Apa yang mana Terjalin pada waktu Sparring Anthony Joshua vs Tyson Fury, Taruhan Rolex?

Apa yang sebenarnya terjadi di sparring rahasia Anthony Joshua vs Tyson Fury untuk bertarung memperebutkan Rolex milik Gypsy King? Tyson Fury mengungkapkan ketika itu tentang memo rahasia tersebut.
Anthony Joshua mengingat kembali apa yang tersebut terjadi pada pembukaan latih tanding rahasianya dengan rivalnya, Tyson Fury. AJ menghadapi sang Raja Gipsi pada waktu ia masih berusia 20 tahun dalam Finchley Boxing Club, Barnet.
Fury menjadi petinju profesional selama dua tahun pada ketika itu lalu sangat percaya diri dengan kemampuannya sehingga ia mempertaruhkan jam tangan Rolex-nya untuk sesi latih tanding. Terlepas dari statusnya sebagai amatir, Joshua merespons dan juga menghadirkan petinju kelas berat itu untuk bertarung.
Mengenang sesi yang mana tidak ada sejumlah diketahui pada podcast This Life of Mine, AJ menyatakan untuk James Cordon: “Jadi orang ini bernama Tyson Fury, yang saya tiada tahu siapa dia, datang ke sasana.
”Dan kabarnya Tyson berkata: ‘Jika ada yang tersebut memukul KO saya, saya adalah petinju kelas berat terbaik. Jika ada yang memukul KO saya, merek akan mendapatkan jam tangan Rolex saya. Hei, saya sedang mengamati uangnya. Saya katakan Rolex, ya. Kubilang, ayo kita lakukan. Bell pergi, kita pergi, kita pergi. Saya pikir kami berdebat sekitar tiga atau empat ronde.

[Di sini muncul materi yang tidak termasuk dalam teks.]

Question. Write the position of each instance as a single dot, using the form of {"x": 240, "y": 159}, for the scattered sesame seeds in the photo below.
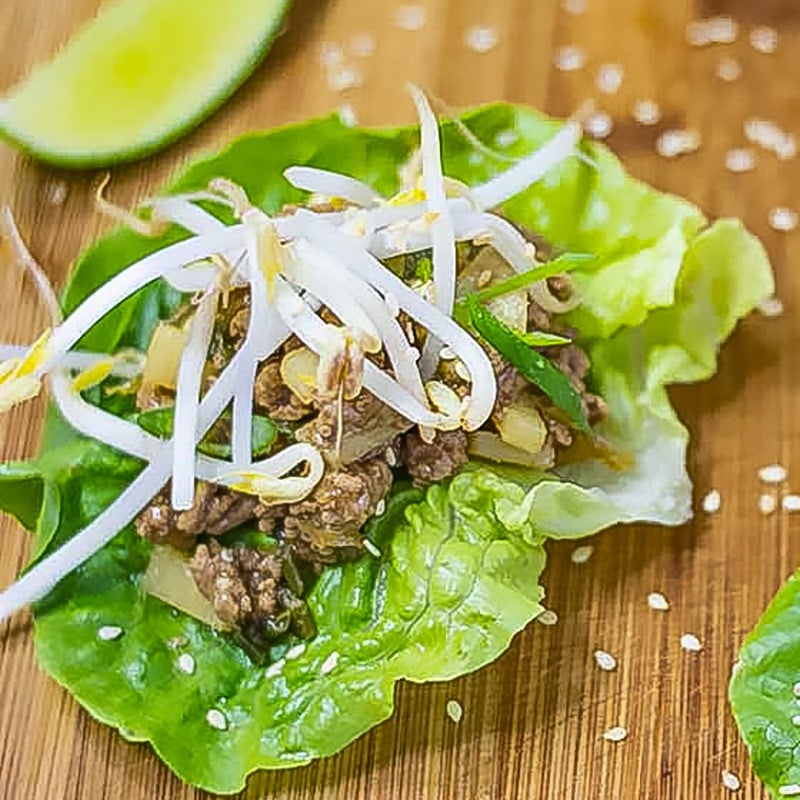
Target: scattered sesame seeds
{"x": 506, "y": 138}
{"x": 216, "y": 719}
{"x": 330, "y": 54}
{"x": 676, "y": 142}
{"x": 109, "y": 632}
{"x": 647, "y": 112}
{"x": 598, "y": 125}
{"x": 348, "y": 115}
{"x": 740, "y": 159}
{"x": 371, "y": 548}
{"x": 329, "y": 664}
{"x": 547, "y": 617}
{"x": 712, "y": 502}
{"x": 362, "y": 44}
{"x": 783, "y": 219}
{"x": 767, "y": 503}
{"x": 605, "y": 660}
{"x": 410, "y": 18}
{"x": 275, "y": 669}
{"x": 481, "y": 38}
{"x": 764, "y": 39}
{"x": 791, "y": 502}
{"x": 615, "y": 734}
{"x": 575, "y": 7}
{"x": 609, "y": 78}
{"x": 186, "y": 663}
{"x": 580, "y": 555}
{"x": 295, "y": 652}
{"x": 570, "y": 58}
{"x": 730, "y": 780}
{"x": 771, "y": 307}
{"x": 454, "y": 710}
{"x": 773, "y": 473}
{"x": 691, "y": 643}
{"x": 344, "y": 78}
{"x": 657, "y": 601}
{"x": 728, "y": 69}
{"x": 56, "y": 192}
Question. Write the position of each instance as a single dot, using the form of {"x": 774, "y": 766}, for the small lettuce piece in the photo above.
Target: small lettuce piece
{"x": 458, "y": 575}
{"x": 762, "y": 691}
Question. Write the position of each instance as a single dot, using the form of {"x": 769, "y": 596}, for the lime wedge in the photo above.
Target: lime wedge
{"x": 137, "y": 76}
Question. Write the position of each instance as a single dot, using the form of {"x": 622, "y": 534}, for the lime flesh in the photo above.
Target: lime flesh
{"x": 136, "y": 77}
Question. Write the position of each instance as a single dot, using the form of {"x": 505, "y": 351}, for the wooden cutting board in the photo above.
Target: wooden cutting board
{"x": 533, "y": 721}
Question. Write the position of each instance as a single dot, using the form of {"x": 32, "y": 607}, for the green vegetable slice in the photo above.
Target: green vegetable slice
{"x": 516, "y": 347}
{"x": 459, "y": 565}
{"x": 763, "y": 694}
{"x": 137, "y": 76}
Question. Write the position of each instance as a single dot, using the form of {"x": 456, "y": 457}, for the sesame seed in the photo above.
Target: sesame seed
{"x": 598, "y": 125}
{"x": 764, "y": 39}
{"x": 330, "y": 54}
{"x": 362, "y": 44}
{"x": 216, "y": 719}
{"x": 791, "y": 502}
{"x": 580, "y": 555}
{"x": 186, "y": 663}
{"x": 646, "y": 112}
{"x": 109, "y": 632}
{"x": 370, "y": 547}
{"x": 691, "y": 643}
{"x": 295, "y": 652}
{"x": 609, "y": 78}
{"x": 348, "y": 115}
{"x": 574, "y": 7}
{"x": 344, "y": 78}
{"x": 740, "y": 159}
{"x": 410, "y": 18}
{"x": 675, "y": 142}
{"x": 773, "y": 473}
{"x": 731, "y": 781}
{"x": 712, "y": 502}
{"x": 782, "y": 218}
{"x": 605, "y": 660}
{"x": 329, "y": 664}
{"x": 615, "y": 734}
{"x": 506, "y": 138}
{"x": 570, "y": 58}
{"x": 728, "y": 69}
{"x": 657, "y": 601}
{"x": 454, "y": 710}
{"x": 767, "y": 504}
{"x": 547, "y": 617}
{"x": 481, "y": 38}
{"x": 771, "y": 307}
{"x": 275, "y": 669}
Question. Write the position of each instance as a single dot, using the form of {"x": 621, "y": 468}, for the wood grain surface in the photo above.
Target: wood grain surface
{"x": 532, "y": 721}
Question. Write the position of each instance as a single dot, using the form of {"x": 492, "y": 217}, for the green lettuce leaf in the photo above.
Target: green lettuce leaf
{"x": 762, "y": 690}
{"x": 458, "y": 575}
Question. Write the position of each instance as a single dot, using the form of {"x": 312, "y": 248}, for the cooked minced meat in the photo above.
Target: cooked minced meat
{"x": 431, "y": 462}
{"x": 326, "y": 527}
{"x": 216, "y": 510}
{"x": 254, "y": 590}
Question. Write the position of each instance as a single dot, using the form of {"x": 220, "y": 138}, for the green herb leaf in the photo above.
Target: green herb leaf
{"x": 762, "y": 690}
{"x": 158, "y": 421}
{"x": 534, "y": 366}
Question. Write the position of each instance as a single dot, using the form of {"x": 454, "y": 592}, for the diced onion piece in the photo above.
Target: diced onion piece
{"x": 169, "y": 578}
{"x": 332, "y": 184}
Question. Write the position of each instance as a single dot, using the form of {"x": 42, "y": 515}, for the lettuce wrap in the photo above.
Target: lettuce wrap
{"x": 458, "y": 572}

Bahkan Tyson, sebenarnya, ia melakukan wawancara untuk memperkenalkan pertarungan itu. ‘Ada seseorang anak bernama Anthony Joshua, saya pernah berlaga dengannya di area Finchley Boxing Club. Saya beritahu Anda, beliau sangat hebat. Saya yakin ia akan terus melaju kemudian melakukan hal-hal hebat. Dia memukul saya dengan pukulan yang hampir hanya menimbulkan kepala saya putus. Dan ini juga itu.”
Tidak jelas apakah AJ mengambil jam tangan Rolex milik Fury darinya. Kedua petinju kelas berat ini adalah rival sengit pada waktu ini, namun pada pada waktu itu Fury memberikan pujian untuk Joshua. Setelah pertarungan, sang Raja Gipsi berkata: ”Dia menyerang saya selama tiga ronde dan juga ia memukul saya. Maksud saya, saya tidak ada akan menyangkalnya. Selama tiga ronde, saya berpikir, ya Tuhan, berapa sejumlah yang dimaksud akan membunuh saya? Namun anak ini baru berusia 20 tahun, untuk menampilkan penampilan bagus seperti itu melawan seseorang atlet prospek terbaik seperti saya, saya kira ia adalah salah satu atlet masa depan.”
Para penggemar tinju sekarang sangat ingin mengawasi kedua petinju Inggris ini bertarung dengan pertaruhan gelar, tidak cuma Rolex. Mereka telah terjadi hampir mencapai kesepakatan untuk sebuah pertarungan di beberapa tahun terakhir, namun belum membuahkan hasil. Keduanya telah lama menjadi rival sengit sebagai hasilnya. ”Setelah itu, pujian itu berhenti dikarenakan ia menyadari bahwa saya berada pada belakangnya! Maka, saya mulai mengejarnya dalam di divisi. Dan anda tahu, laga itu adalah salah satu yang bukan pernah sedekat ini,”kata AJ menyimpulkan.